- Map of the National Highway in red

Route information
- Length: 391.3 km (243.1 mi)

Major junctions
- North end: Kattipudi, Andhra Pradesh
- List NH 16 at Kathipudi; NH 165 at Palakollu; NH 65 at Machilipatnam; NH 16 at Ongole ;
- South end: Ongole, Andhra Pradesh

Location
- Country: India
- States: Andhra Pradesh
- Primary destinations: Kakinada, Yanam, Amalapuram, Razole, Palakollu, Narasapuram, Bantumilli, Machilipatnam, Repalle, Cherukupalle, Bapatla, Chirala

Highway system
- Roads in India; Expressways; National; State; Asian;
| ← NH 16 |  | → NH 216 |

= National Highway 216 (India) =

National highway in India

National Highway 216 (NH 216) (previously: NH 214 and NH 214A) is a National Highway in the Indian state of Andhra Pradesh. The former highways of NH 214 and 214A were merged and renumbered as NH 216. It starts from NH 16 junction at Kattipudi and passes through Kakinada, Amalapuram, Digamarru (Palakollu), Narasapuram, Bantumilli, Machilipatnam, Repalle, Cherukupalle, Bapatla, Chirala before it junctions NH 16 again at Ongole. Visakhapatnam–Kakinada Petro Chemical Corridor, is a proposed project along the highway.

== Route ==

The highway has a total route length of 391.3 km.

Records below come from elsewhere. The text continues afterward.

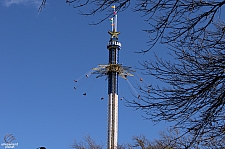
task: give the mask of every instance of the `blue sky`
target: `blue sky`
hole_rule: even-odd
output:
[[[19,143],[17,149],[63,149],[73,139],[80,141],[90,134],[106,145],[107,81],[91,76],[73,89],[74,79],[98,64],[108,63],[110,22],[89,25],[105,14],[81,16],[65,1],[49,0],[40,13],[39,0],[0,2],[0,143],[12,133],[14,142]],[[135,54],[148,48],[148,36],[142,31],[148,26],[140,16],[130,10],[118,14],[120,63],[125,66],[140,66],[138,61],[154,58],[153,51]],[[156,46],[154,52],[165,56],[163,49]],[[136,85],[132,78],[131,82]],[[87,90],[87,96],[83,96]],[[133,98],[129,85],[120,79],[122,95]],[[102,96],[105,100],[100,100]],[[119,144],[141,134],[153,140],[168,126],[154,125],[144,120],[143,114],[119,102]]]

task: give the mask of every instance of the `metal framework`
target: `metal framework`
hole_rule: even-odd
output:
[[[108,77],[108,138],[107,138],[107,148],[117,149],[118,140],[118,76],[123,79],[127,79],[127,76],[133,76],[131,72],[131,67],[122,66],[118,64],[118,53],[121,49],[121,43],[118,41],[117,32],[117,13],[114,8],[114,16],[111,18],[112,31],[108,33],[111,35],[110,40],[107,45],[109,50],[109,63],[107,65],[98,65],[98,67],[93,68],[92,74],[98,74],[98,77],[107,76]]]

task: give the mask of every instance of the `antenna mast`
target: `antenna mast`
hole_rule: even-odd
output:
[[[110,18],[112,30],[108,31],[110,34],[110,40],[107,45],[109,50],[109,63],[107,65],[98,65],[97,68],[93,68],[93,74],[98,74],[98,77],[108,77],[108,138],[107,149],[117,149],[118,141],[118,76],[127,79],[127,76],[133,76],[130,72],[131,67],[122,66],[118,64],[119,50],[121,49],[121,43],[118,41],[117,31],[117,12],[116,7],[111,6],[114,9],[113,17]]]

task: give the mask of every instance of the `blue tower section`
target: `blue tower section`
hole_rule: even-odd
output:
[[[114,16],[111,18],[112,30],[108,31],[111,35],[107,45],[109,50],[109,62],[108,64],[98,65],[97,68],[93,68],[93,74],[98,74],[98,77],[108,77],[108,134],[107,134],[107,149],[117,149],[118,141],[118,76],[123,79],[127,79],[127,76],[133,76],[130,72],[131,67],[122,66],[118,63],[119,51],[121,49],[121,43],[118,41],[117,32],[117,13],[114,8]]]
[[[115,32],[115,31],[114,31]],[[113,32],[109,32],[113,35]],[[119,50],[121,49],[121,43],[118,41],[118,37],[112,36],[108,43],[107,49],[109,50],[109,65],[117,66],[119,60]],[[118,94],[118,71],[116,68],[108,72],[108,94]]]

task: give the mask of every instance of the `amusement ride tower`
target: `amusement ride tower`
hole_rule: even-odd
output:
[[[117,31],[117,12],[115,6],[113,17],[111,20],[112,30],[108,31],[110,40],[107,45],[109,50],[109,63],[107,65],[98,65],[93,68],[93,74],[98,74],[98,77],[108,77],[108,138],[107,149],[117,149],[118,140],[118,76],[127,79],[127,76],[133,76],[130,68],[122,66],[118,63],[119,50],[121,50],[121,43],[118,41]]]

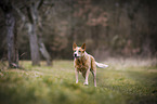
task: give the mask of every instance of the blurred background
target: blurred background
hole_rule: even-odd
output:
[[[74,42],[87,43],[87,52],[100,61],[157,55],[155,0],[2,0],[1,6],[8,2],[14,9],[19,60],[31,58],[28,25],[34,21],[37,39],[52,60],[73,60]],[[34,5],[38,5],[35,12]],[[5,28],[0,9],[0,58],[6,60]]]

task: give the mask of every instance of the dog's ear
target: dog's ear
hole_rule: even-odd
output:
[[[77,47],[77,44],[76,44],[76,43],[73,43],[73,50],[75,50],[75,49],[76,49],[76,47]]]
[[[86,51],[86,43],[83,43],[83,44],[81,46],[81,49],[83,49],[83,51]]]

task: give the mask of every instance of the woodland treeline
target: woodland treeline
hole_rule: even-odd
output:
[[[0,58],[48,65],[74,42],[97,60],[157,55],[155,0],[0,0]]]

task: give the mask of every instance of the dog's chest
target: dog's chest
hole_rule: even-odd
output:
[[[88,69],[88,67],[86,65],[86,61],[83,61],[83,60],[76,60],[76,67],[79,72],[83,72],[83,70]]]

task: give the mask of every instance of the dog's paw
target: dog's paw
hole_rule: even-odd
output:
[[[84,86],[88,86],[88,84],[89,84],[89,82],[84,82],[83,84],[84,84]]]

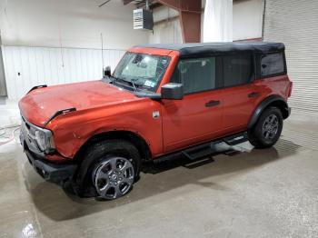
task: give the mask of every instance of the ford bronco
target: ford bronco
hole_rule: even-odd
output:
[[[144,161],[273,145],[292,85],[283,44],[135,46],[101,80],[34,87],[19,102],[20,140],[45,180],[116,199]]]

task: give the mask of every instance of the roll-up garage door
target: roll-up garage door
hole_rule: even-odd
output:
[[[266,0],[264,16],[264,41],[286,46],[290,105],[318,116],[318,1]]]

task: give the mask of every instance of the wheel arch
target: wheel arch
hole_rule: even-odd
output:
[[[132,144],[134,144],[139,151],[139,154],[143,160],[148,160],[152,157],[152,153],[151,153],[149,144],[140,134],[131,131],[116,130],[116,131],[103,132],[93,135],[78,150],[78,152],[75,156],[75,161],[81,163],[84,159],[83,154],[88,149],[88,147],[91,146],[92,144],[98,142],[112,140],[112,139],[125,140],[131,143]]]
[[[288,107],[287,102],[280,95],[276,95],[276,94],[270,95],[265,99],[263,99],[257,105],[247,125],[248,129],[251,129],[253,128],[253,126],[254,126],[258,118],[263,112],[263,110],[265,110],[269,106],[275,106],[279,108],[282,112],[282,115],[283,119],[286,119],[289,116],[289,107]]]

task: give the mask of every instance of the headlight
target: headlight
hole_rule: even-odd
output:
[[[39,146],[41,151],[48,151],[50,149],[54,149],[54,143],[52,133],[49,130],[36,129],[35,131],[35,140],[36,144]]]

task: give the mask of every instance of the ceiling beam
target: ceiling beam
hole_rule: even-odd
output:
[[[179,12],[184,43],[201,41],[201,0],[158,0]]]

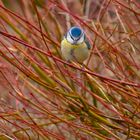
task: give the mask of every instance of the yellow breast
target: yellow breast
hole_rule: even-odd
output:
[[[83,63],[89,55],[89,49],[86,43],[73,45],[69,43],[66,39],[61,42],[61,52],[62,56],[67,60],[77,61]]]

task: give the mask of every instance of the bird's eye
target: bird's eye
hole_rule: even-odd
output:
[[[71,36],[77,38],[81,35],[82,31],[80,28],[72,28],[71,29]]]

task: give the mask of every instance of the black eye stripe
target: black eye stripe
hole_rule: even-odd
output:
[[[81,38],[81,36],[82,36],[83,34],[84,34],[84,32],[82,32],[82,33],[80,34],[80,36],[79,36],[77,39],[74,39],[73,36],[71,35],[71,33],[69,33],[71,39],[76,40],[76,41],[78,41],[78,40]]]

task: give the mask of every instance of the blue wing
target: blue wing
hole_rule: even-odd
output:
[[[87,48],[90,50],[91,49],[91,45],[90,45],[89,40],[87,39],[86,36],[85,36],[85,43],[87,45]]]

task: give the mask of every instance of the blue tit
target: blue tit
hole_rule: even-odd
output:
[[[61,42],[62,56],[67,61],[83,63],[89,55],[90,44],[80,27],[72,27]]]

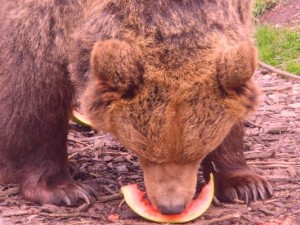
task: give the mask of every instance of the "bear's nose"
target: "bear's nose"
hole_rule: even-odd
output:
[[[175,206],[165,206],[165,205],[158,205],[158,211],[164,215],[174,215],[180,214],[185,209],[184,205],[175,205]]]

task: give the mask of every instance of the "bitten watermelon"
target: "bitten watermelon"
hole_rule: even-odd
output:
[[[146,193],[140,191],[137,184],[122,187],[121,193],[128,206],[145,219],[160,223],[185,223],[201,216],[210,206],[214,196],[214,179],[210,174],[210,181],[203,187],[198,198],[193,200],[182,213],[176,215],[161,214],[144,198]]]

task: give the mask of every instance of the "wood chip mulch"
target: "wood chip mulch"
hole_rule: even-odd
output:
[[[245,155],[253,170],[273,183],[274,196],[248,205],[215,202],[190,225],[300,224],[300,82],[263,69],[256,77],[264,98],[246,122]],[[119,194],[129,183],[143,188],[143,174],[136,157],[111,136],[71,124],[69,159],[75,179],[99,193],[93,205],[38,206],[22,199],[17,186],[0,185],[0,225],[153,224],[135,215]],[[200,187],[201,172],[199,177]]]

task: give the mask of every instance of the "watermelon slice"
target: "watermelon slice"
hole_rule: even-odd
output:
[[[91,127],[91,122],[79,112],[73,110],[70,119],[79,125]]]
[[[210,206],[214,197],[214,179],[210,174],[210,181],[202,188],[199,197],[193,200],[182,213],[176,215],[161,214],[144,198],[146,193],[140,191],[137,184],[122,187],[121,193],[124,195],[127,205],[145,219],[159,223],[185,223],[201,216]]]

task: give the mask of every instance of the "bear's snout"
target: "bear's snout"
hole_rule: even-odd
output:
[[[151,203],[162,214],[181,213],[195,194],[199,163],[140,162]]]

It passes through the districts of Kakinada, Konaseema, East Godavari, West Godavari, Krishna, Bapatla and Prakasam of Andhra Pradesh.

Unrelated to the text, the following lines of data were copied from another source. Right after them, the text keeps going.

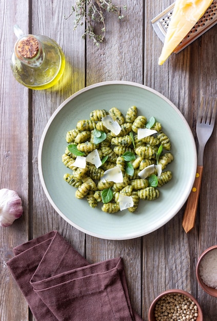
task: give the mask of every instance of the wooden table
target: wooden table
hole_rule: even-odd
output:
[[[106,38],[99,49],[82,39],[84,26],[73,30],[73,17],[64,19],[73,2],[0,2],[0,188],[16,191],[24,209],[12,226],[0,228],[0,319],[34,319],[6,263],[14,247],[57,230],[91,263],[123,257],[132,305],[144,320],[158,294],[177,288],[191,293],[201,304],[204,319],[213,321],[216,299],[199,287],[195,266],[200,254],[217,244],[217,127],[206,147],[196,225],[188,234],[182,227],[183,207],[164,226],[143,237],[122,241],[85,234],[49,204],[39,178],[37,154],[44,129],[58,106],[77,90],[106,81],[134,82],[160,92],[177,106],[195,135],[201,96],[217,93],[216,26],[159,66],[162,43],[151,19],[172,1],[117,0],[115,4],[128,6],[125,18],[107,14]],[[10,68],[15,24],[26,33],[54,39],[63,48],[67,66],[59,86],[32,91],[16,82]]]

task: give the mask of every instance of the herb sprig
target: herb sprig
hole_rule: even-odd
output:
[[[74,30],[77,26],[82,26],[85,22],[86,29],[82,37],[85,38],[88,35],[94,43],[99,47],[106,33],[105,12],[113,12],[121,19],[124,17],[121,13],[122,8],[126,10],[127,6],[115,6],[111,0],[76,0],[75,5],[72,7],[71,13],[65,18],[68,19],[74,12]],[[95,24],[102,25],[98,34],[95,32]]]

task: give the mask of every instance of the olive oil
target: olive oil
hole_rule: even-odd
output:
[[[11,61],[16,79],[31,89],[46,89],[60,80],[65,55],[60,46],[44,35],[23,36],[16,42]]]

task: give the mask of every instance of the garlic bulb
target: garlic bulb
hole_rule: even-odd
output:
[[[0,226],[11,225],[23,214],[22,201],[18,195],[11,190],[0,190]]]

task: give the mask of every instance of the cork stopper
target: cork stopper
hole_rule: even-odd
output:
[[[24,58],[34,58],[39,49],[38,43],[35,38],[29,36],[21,40],[17,44],[17,50]]]

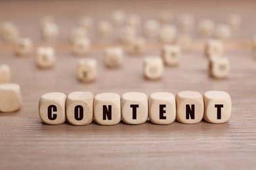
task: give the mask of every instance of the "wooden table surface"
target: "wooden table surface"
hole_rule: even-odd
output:
[[[59,41],[54,44],[58,63],[50,70],[37,69],[33,54],[16,57],[10,45],[0,42],[0,63],[10,65],[12,82],[21,86],[23,100],[20,110],[0,113],[0,169],[255,169],[256,60],[249,43],[256,31],[255,7],[254,1],[0,1],[0,21],[15,23],[21,35],[32,37],[35,45],[47,44],[40,37],[38,22],[41,16],[53,15],[60,28]],[[102,50],[116,42],[102,42],[93,37],[89,57],[98,60],[99,75],[95,82],[80,83],[75,76],[79,58],[70,50],[69,31],[83,15],[108,19],[116,8],[141,14],[144,18],[152,18],[159,10],[167,8],[173,11],[175,18],[188,12],[197,20],[210,18],[217,23],[224,22],[230,13],[240,14],[243,25],[226,42],[225,55],[231,66],[228,78],[215,80],[208,76],[203,40],[194,33],[191,51],[182,54],[179,67],[165,67],[163,78],[158,81],[145,80],[142,65],[144,56],[160,55],[160,46],[149,47],[141,57],[127,55],[123,67],[112,70],[104,66]],[[176,94],[183,90],[229,93],[232,101],[229,122],[49,126],[41,122],[38,114],[41,95],[51,92],[66,94],[75,91],[95,94],[110,92],[121,95],[135,91],[149,95],[160,91]]]

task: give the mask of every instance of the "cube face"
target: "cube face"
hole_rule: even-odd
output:
[[[208,58],[221,56],[224,52],[223,42],[216,39],[209,40],[205,44],[205,55]]]
[[[171,24],[163,25],[160,29],[160,40],[163,42],[173,42],[177,35],[176,27]]]
[[[56,61],[55,52],[52,47],[39,47],[37,50],[35,63],[38,67],[49,69]]]
[[[68,95],[66,114],[68,122],[75,126],[91,124],[93,120],[94,95],[88,92],[75,92]]]
[[[11,82],[11,69],[8,65],[0,65],[0,84],[10,83]]]
[[[177,120],[183,124],[197,124],[203,117],[202,95],[194,91],[184,91],[176,95]]]
[[[151,80],[159,79],[163,76],[163,63],[160,57],[147,57],[144,60],[144,75]]]
[[[95,95],[94,102],[95,122],[100,125],[115,125],[121,121],[120,96],[114,93]]]
[[[181,34],[177,35],[175,40],[175,44],[180,46],[182,52],[190,50],[192,43],[191,36],[188,34]]]
[[[148,120],[148,104],[146,94],[129,92],[122,95],[122,120],[127,124],[141,124]]]
[[[51,125],[58,125],[66,122],[66,96],[62,93],[49,93],[41,97],[39,105],[39,116],[42,121]]]
[[[181,56],[181,48],[176,45],[165,45],[163,46],[161,55],[166,65],[177,65]]]
[[[203,95],[203,119],[209,123],[222,124],[228,121],[232,102],[228,94],[221,91],[209,91]]]
[[[211,57],[209,61],[210,76],[216,78],[225,78],[229,73],[229,61],[225,57]]]
[[[77,76],[81,82],[92,82],[97,76],[97,62],[95,59],[83,58],[79,61]]]
[[[119,47],[109,47],[105,50],[104,63],[109,68],[118,68],[123,64],[123,49]]]
[[[10,112],[21,108],[20,87],[16,84],[0,84],[0,112]]]
[[[145,40],[142,37],[133,39],[127,44],[127,51],[131,55],[140,55],[145,51]]]
[[[202,20],[198,25],[198,33],[203,37],[209,37],[214,32],[215,24],[211,20]]]
[[[156,124],[169,124],[176,118],[176,101],[173,94],[167,92],[151,94],[149,97],[149,118]]]
[[[32,41],[30,38],[20,39],[15,44],[14,48],[18,56],[28,55],[32,52]]]
[[[75,56],[86,56],[90,52],[91,41],[87,38],[77,39],[73,43],[73,52]]]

National Highway 216 starts from NH16 at Kathipudi village and it passes through towns and cities like Gollaprolu, Pithapuram, Kakinada, Yanam, Mummidivaram, Amalapuram, Razole, Digamarru (Palakollu), Narsapuram, Bantumilli, Pedana, Machilipatnam, Repalle, Cherukupalle, Bapatla, Chirala and connects with NH 16 at Ongole.

== Project details ==
The National Highway-216 stretches from Kathipudi in East Godavari to Ongole in Prakasam district, covering a distance of 456 kilometers along the seacoast and passing through West Godavari, Krishna, and Guntur districts. This highway is considered a boon for the transport needs of these regions. It begins at Kathipudi, intersects NH-16 between Visakhapatnam and Rajamahendravaram, and reconnects to NH-16 at Ongole after traversing the five coastal districts.

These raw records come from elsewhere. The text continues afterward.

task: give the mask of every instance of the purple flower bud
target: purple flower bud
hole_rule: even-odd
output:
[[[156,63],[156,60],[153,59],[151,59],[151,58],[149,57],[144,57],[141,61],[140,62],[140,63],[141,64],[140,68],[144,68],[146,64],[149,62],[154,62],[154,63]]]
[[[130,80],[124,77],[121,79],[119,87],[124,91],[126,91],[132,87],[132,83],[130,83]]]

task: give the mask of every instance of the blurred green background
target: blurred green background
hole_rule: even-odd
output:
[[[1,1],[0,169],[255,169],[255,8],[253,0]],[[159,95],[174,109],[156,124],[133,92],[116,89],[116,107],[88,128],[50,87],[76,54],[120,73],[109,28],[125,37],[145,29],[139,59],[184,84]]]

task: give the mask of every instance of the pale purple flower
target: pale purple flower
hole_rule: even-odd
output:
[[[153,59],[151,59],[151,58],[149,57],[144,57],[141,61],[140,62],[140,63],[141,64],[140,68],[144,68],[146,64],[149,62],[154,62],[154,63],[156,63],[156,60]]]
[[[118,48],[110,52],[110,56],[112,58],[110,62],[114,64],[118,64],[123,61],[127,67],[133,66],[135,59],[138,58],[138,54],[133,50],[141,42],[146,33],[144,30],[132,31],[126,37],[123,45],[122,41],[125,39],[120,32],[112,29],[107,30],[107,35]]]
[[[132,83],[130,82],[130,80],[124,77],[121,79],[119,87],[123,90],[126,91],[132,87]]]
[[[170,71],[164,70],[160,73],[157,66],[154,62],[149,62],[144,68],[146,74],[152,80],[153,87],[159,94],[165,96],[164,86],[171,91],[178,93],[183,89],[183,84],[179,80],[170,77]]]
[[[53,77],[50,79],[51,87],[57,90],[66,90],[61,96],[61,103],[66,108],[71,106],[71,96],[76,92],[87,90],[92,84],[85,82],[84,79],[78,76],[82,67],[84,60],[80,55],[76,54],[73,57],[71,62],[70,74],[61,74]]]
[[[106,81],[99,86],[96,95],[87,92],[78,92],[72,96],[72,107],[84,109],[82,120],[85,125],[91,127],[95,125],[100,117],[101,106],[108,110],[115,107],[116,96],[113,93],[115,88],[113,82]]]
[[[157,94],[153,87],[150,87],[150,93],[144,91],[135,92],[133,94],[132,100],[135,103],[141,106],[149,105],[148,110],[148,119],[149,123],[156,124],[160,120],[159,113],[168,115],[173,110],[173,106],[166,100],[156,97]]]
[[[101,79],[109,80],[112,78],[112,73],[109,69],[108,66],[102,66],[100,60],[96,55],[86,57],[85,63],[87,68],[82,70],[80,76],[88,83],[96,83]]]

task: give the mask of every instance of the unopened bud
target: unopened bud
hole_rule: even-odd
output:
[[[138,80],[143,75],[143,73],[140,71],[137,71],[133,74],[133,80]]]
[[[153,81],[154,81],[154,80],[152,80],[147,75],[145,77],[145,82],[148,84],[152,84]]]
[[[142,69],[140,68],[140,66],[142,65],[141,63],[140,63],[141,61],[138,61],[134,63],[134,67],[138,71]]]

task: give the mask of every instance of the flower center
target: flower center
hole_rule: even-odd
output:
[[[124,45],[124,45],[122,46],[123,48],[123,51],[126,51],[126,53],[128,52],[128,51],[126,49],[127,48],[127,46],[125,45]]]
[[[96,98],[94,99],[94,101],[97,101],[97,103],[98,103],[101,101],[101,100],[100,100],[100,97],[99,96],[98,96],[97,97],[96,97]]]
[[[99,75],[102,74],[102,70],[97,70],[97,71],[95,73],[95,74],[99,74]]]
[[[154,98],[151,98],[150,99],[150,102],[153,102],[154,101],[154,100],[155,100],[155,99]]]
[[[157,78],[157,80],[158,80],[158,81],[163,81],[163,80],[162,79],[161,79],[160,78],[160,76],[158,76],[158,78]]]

As far as East Godavari is concerned, the NH passes from Kathipudi to Kakinada and from there to Yanam(Union Territory), Amalapuram, Bodasakurru and Chinchinada (Palakollu) to Narasapuram in West Godavari. From there it passes through Bantumilli, Machilipatnam, Odalarevu in Guntur district and there to Ongole in Prakasam district.

As far as the road development is concerned, the stretch between Kathipudi and Kakinada for a distance of about 38 kilometres has been widened as four-lane road of 10 metres each stretch. From Kakinada suburbs a bypass road is under progress from Atchampeta in Kakinada rural to Uppalankamondi in Karapa mandal for a distance of about 20 kilometres touching Madhavapatnam, Kovvada, Turangi villages in Kakinada rural, Chollangi village and from there to culvert at Uppalam Kamondi with ROB near Sarpavaram junction railway station with an estimated cost of Rs 150 crore.

As far the road widening is concerned, the process is going on in Amalapuram area as four- lane road. Besides this, the flyover at Bodasakurru near P Gannavaram is under progress. The NH 216 authorities are hoping to complete the four-lane road by last quarter of 2019 and the flyover works for both bypass roads at Kakinada rural and at Bodasakurru by 2020-end.

NH 216 will benefit immensely for the people of these parts for transportation of agriculture produce, fish products and industrial produces. This region needs the highway as there is no rail connectivity to Konaseema region in East Godavari.